Changes in This Release for Oracle Text Application Developer's Guide

This preface describes changes in Oracle Text for this release.

Changes in Oracle Text for Oracle Database Release 18c, Version 18.1

The changes in Oracle Text for Oracle Database release 18c, version 18.1 are described in this topic.

New Features

This section describes the primary new features for Oracle Text introduced in Oracle Database release 18c, version 18.1.

Faceted Navigation Support

Oracle Text provides faceted navigation support. You can now build applications with faceted navigation support by using SDATA sections and Result Set Interface queries.

Support for Efficient Wildcard Search

Wildcard indexing supports fast and efficient wildcard search for all wildcard expressions. A new wordlist preference, WILDCARD_INDEX, replaces the current options (SUBSTRING_INDEX, PREFIX_INDEX, and REVERSE_INDEX). When you enable WILDCARD_INDEX, a K-gram (fixed-length substring particles) index indexes all substrings within each token. A new wordlist preference, WILDCARD_INDEX_K, controls the length of grams used (that is, the length of each substring indexed).

Wildcard indexing is supported for languages which only use single-byte characters.

See Also:

Automatic Background Index Maintenance

The query performance deteriorates when the $G table is too fragmented. To avoid this, Oracle Text now provides automatic background optimize merge for every index or partition.

If the index synchronization has been running for some time, the index tables might get fragmented. To avoid this issue, Oracle Text now runs automatic background jobs to optimize the various index tables.

See Also:

Support for Concurrent Data Manipulation Language Operations

Synchronization is performed as part of the same transaction for indexes created with the SYNC (ON COMMIT) option. If there is a fatal index synchronization error, the entire data transaction is rolled back. Non-fatal (individual row) synchronization errors are logged in the CTX_USER_INDEX_ERRORS view but the transaction still completes.

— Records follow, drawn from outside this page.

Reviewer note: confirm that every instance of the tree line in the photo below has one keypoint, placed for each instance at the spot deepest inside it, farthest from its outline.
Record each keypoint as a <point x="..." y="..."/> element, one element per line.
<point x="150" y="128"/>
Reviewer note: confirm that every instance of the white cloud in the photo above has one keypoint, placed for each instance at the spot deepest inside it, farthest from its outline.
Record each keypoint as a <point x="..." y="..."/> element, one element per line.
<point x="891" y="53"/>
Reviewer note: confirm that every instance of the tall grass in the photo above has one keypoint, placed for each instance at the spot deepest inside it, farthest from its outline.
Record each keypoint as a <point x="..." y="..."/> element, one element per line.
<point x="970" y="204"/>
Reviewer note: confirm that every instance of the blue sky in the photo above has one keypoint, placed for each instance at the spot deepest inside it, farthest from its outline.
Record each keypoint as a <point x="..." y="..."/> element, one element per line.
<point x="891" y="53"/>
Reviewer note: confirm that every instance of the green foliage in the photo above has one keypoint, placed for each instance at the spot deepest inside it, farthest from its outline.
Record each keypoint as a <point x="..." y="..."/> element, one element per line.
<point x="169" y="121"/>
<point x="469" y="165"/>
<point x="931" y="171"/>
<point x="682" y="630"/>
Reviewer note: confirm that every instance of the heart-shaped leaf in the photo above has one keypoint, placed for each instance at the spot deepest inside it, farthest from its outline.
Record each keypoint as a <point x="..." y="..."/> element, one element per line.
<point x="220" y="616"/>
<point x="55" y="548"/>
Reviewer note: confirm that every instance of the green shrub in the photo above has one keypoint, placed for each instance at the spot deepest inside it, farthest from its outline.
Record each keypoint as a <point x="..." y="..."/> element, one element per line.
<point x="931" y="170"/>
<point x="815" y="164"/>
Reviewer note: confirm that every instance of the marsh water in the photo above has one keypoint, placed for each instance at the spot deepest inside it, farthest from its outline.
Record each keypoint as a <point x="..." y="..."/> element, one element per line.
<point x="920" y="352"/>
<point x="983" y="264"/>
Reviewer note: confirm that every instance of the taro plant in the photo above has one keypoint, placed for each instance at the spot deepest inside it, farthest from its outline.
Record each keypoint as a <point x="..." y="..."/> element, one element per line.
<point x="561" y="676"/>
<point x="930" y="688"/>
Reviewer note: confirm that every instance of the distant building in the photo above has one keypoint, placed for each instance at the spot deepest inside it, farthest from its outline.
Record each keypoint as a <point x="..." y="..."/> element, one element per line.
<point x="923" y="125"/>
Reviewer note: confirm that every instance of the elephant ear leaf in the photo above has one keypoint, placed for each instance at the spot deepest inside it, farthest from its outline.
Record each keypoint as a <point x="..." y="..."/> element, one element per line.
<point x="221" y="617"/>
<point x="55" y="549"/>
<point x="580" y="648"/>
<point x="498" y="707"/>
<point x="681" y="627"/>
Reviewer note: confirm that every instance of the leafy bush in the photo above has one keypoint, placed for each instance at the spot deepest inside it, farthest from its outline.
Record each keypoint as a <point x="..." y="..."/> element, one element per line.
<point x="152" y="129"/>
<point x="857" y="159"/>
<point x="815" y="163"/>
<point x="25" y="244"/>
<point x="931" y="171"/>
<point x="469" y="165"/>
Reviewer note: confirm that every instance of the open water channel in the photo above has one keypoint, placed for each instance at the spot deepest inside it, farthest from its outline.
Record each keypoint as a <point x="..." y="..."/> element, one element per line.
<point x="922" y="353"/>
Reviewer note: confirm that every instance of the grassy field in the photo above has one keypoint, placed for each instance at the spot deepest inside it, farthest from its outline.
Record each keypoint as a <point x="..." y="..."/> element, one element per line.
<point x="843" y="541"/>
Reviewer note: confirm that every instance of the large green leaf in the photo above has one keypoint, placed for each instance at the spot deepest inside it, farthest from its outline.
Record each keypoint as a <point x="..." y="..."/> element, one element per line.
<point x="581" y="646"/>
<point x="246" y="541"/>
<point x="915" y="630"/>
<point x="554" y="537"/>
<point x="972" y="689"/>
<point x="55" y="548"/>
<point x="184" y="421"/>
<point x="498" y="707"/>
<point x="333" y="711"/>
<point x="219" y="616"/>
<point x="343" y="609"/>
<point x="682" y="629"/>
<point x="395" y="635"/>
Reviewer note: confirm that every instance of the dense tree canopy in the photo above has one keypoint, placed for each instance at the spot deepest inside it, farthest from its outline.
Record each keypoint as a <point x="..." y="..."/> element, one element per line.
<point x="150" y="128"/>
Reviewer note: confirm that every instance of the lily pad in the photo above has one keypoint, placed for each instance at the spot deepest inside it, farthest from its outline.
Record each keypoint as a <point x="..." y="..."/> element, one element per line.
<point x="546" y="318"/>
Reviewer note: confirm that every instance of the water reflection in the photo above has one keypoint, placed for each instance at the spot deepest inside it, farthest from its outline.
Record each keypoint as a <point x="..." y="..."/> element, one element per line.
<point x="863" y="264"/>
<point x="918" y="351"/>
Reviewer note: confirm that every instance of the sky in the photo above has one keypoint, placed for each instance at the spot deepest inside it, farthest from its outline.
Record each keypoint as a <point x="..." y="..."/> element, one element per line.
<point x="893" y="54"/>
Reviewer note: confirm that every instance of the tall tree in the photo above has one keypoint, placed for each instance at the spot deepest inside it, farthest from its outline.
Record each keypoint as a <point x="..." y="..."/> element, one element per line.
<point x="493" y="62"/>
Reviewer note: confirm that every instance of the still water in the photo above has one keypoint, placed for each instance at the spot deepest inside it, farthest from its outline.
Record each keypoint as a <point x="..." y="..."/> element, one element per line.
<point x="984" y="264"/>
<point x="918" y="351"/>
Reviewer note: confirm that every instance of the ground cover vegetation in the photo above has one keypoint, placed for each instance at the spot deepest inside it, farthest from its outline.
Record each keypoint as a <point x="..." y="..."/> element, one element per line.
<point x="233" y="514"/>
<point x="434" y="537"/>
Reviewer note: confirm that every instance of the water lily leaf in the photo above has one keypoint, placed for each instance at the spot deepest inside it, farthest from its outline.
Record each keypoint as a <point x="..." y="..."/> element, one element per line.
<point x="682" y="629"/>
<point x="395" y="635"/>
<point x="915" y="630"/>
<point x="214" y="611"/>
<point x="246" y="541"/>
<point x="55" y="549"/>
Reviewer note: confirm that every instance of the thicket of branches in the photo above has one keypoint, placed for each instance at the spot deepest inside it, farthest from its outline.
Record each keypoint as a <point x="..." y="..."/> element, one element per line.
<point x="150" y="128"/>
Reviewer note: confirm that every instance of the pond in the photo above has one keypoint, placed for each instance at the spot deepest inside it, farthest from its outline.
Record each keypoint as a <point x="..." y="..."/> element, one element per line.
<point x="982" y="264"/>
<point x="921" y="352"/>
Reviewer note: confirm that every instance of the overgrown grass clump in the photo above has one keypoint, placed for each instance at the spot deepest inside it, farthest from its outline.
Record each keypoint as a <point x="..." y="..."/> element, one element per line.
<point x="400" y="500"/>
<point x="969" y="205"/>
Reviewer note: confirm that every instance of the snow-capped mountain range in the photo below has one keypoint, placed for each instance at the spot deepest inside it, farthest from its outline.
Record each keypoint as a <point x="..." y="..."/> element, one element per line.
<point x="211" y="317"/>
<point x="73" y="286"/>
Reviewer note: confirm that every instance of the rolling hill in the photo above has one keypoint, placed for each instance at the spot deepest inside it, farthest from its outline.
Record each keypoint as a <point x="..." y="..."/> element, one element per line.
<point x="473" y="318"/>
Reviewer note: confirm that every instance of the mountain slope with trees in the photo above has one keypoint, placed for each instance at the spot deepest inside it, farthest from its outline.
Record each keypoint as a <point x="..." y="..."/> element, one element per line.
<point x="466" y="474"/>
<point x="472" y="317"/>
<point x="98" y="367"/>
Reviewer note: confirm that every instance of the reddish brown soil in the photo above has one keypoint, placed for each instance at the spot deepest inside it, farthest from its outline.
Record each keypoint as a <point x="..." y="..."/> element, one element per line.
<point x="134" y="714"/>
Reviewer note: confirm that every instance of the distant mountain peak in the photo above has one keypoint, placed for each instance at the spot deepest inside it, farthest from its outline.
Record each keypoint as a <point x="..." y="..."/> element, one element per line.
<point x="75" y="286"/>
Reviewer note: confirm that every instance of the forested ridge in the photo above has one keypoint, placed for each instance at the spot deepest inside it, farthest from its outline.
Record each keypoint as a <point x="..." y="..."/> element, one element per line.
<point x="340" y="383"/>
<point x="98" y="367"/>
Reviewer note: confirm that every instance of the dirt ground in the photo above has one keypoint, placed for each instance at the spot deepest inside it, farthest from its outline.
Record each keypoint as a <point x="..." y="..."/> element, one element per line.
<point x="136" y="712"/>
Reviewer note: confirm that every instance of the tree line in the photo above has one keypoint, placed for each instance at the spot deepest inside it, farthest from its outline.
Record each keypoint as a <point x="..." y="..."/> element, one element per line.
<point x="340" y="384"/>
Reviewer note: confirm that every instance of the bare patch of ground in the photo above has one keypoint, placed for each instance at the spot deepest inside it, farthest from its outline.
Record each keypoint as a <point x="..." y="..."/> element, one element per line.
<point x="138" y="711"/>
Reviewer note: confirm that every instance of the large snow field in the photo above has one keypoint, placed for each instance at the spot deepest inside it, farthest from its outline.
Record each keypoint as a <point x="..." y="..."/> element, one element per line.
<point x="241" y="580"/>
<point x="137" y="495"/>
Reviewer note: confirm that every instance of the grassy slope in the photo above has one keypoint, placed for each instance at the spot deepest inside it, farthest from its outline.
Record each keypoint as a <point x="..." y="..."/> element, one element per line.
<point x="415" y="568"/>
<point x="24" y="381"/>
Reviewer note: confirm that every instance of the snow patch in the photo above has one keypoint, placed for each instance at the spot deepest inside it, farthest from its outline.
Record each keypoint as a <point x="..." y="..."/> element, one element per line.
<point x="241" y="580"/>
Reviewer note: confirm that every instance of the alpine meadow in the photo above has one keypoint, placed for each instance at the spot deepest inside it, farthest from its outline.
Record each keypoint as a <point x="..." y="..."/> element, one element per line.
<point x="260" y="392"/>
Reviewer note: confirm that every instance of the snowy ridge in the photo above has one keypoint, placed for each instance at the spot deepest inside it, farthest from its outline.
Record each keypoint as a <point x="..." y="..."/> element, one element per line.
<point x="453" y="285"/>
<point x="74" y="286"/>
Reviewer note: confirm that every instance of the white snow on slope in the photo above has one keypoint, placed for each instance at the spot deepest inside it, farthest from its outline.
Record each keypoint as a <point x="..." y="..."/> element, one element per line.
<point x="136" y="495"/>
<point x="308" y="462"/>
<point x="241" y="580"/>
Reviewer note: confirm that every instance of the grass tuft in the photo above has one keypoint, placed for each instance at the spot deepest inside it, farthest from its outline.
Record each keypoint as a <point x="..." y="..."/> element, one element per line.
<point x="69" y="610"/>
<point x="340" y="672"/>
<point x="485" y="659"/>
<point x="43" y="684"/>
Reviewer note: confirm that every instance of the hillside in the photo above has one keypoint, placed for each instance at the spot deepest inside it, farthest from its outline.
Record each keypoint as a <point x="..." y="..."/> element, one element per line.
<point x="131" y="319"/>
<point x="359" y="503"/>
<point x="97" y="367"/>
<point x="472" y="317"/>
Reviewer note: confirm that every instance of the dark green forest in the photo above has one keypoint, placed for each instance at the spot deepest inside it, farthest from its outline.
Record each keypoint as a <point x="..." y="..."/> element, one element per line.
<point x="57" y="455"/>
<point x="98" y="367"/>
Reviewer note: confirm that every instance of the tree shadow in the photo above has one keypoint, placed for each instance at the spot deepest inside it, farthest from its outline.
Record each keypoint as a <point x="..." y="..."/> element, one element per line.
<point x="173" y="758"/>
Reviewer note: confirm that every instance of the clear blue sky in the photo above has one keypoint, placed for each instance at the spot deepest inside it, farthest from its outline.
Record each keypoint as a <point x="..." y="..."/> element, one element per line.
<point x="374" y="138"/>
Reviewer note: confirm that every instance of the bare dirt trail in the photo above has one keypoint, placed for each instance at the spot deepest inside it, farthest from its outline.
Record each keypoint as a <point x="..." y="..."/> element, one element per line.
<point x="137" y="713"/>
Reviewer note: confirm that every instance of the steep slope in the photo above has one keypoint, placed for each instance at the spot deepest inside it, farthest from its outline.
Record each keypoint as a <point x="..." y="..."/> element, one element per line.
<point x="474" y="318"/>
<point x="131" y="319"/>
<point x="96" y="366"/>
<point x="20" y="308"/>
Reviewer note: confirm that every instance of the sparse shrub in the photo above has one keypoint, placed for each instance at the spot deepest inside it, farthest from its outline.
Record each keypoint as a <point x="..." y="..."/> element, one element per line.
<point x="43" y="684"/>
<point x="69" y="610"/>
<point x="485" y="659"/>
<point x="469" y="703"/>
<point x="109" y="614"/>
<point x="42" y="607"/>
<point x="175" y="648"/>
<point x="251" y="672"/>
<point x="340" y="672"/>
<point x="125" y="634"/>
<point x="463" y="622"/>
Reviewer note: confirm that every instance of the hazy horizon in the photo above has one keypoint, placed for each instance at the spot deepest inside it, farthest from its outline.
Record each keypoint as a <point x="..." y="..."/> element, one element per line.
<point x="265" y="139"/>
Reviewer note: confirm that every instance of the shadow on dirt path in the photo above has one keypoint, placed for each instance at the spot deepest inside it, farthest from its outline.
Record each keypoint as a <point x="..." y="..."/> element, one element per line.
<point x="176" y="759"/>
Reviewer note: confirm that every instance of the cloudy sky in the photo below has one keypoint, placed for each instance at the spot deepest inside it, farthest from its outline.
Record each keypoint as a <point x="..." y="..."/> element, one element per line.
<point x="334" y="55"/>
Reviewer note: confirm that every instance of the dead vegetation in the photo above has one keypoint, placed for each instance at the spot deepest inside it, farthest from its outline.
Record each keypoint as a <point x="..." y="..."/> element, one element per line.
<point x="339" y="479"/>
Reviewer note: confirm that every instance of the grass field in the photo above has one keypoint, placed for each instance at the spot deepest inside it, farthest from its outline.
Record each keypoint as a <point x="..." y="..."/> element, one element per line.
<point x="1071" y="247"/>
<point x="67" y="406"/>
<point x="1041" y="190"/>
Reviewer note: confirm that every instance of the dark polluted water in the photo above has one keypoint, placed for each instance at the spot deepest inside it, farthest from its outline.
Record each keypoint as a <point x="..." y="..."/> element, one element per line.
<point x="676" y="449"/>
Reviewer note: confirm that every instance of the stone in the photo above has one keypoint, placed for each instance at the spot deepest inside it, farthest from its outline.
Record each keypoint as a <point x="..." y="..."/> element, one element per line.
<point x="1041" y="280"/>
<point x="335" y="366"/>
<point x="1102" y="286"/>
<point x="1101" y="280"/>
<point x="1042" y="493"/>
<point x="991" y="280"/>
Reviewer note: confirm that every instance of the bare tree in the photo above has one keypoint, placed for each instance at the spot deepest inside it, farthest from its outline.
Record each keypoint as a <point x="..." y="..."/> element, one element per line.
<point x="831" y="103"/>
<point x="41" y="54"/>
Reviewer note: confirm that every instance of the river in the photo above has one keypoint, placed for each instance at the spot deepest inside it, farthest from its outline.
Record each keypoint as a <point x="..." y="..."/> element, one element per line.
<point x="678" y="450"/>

New Options to Optimize the Index

The CTX_DDL.OPTIMIZE_INDEX procedure has two new parameters, maxtokens and section_type.

Support Indexing of JSON Key Names Longer Than 64 Characters

All Oracle Text index types, except CTXCAT and CTXRULE indexes, store tokens in a table column of type VARCHAR2 (255 BYTE) now. SDATA sections continue to store tokens in a table column of type VARCHAR2 (249 BYTE).

Note:

You must rebuild any JSON search indexes and Oracle Text indexes created prior to Oracle Database 18c if they index JSON data that contains object fields with names longer than 64 bytes. See Oracle Database Upgrade Guide for more information.

See Also:

Oracle Text Reference for more information about token limitations

Deprecated Features

The following features are deprecated in Oracle Database Release 18c, and may be desupported in a future release:

The deprecated features for Oracle Database Release 18c are described in Oracle Database Upgrade Guide.

Changes in Oracle Text 12c Release 2 (12.2.0.1)

The changes in Oracle Text for Oracle Database 12c Release 2 (12.2.0.1) are described in this topic.

New Features

This section describes the primary new features for Oracle Text introduced in Oracle Database 12c Release 2 (12.2.0.1).

SDATA Section Improvements

Oracle Text provides enhancements to the SDATA section operations. A new kind of SDATA section is added.

See Also:

SDATA Section

Keep Updated Documents in the Index

Oracle Text can keep updated index entries to search for original content with the ASYNCHRONOUS_UPDATE option.

DML Improvements

Oracle Text supports a new storage preference, SMALL_R_ROW, for indexed lookups.

Oracle Text discontinued locked base table rows. A new $U table for each index or partition keeps track of all concurrent updates and also introduces the new $U_TABLE_CLAUSE storage clause for this $U table.

See Also:

Reverse Token Index for Left-Truncated Queries

Oracle Text provides the new REVERSE_INDEX attribute for left-truncated queries. This attribute is part of the wordlist preference and can be set to TRUE or FALSE. It is set to FALSE by default so that the new feature is disabled. You can set this attribute with the CTX_DDL.SET_ATTRIBUTE procedure. You can also add it with ALTER INDEX REBUILD, just like any other wordlist preference. Use this attribute if you want better query performance for left-truncated queries.

See Also:

Oracle Text Reference for more information about the BASIC_WORDLIST attributes table and the REVERSE_INDEX attribute

Partition-Specific Near Real-Time Indexes

Oracle Text supports the partition-specific STAGE_ITAB option, which provides a two-level index mechanism to prevent the main index from fragmenting because of frequent inserts, updates, or deletes. Set this option at a partition level if, for example, partitions contain mostly static data, whereas other partitions contain rapidly changing data.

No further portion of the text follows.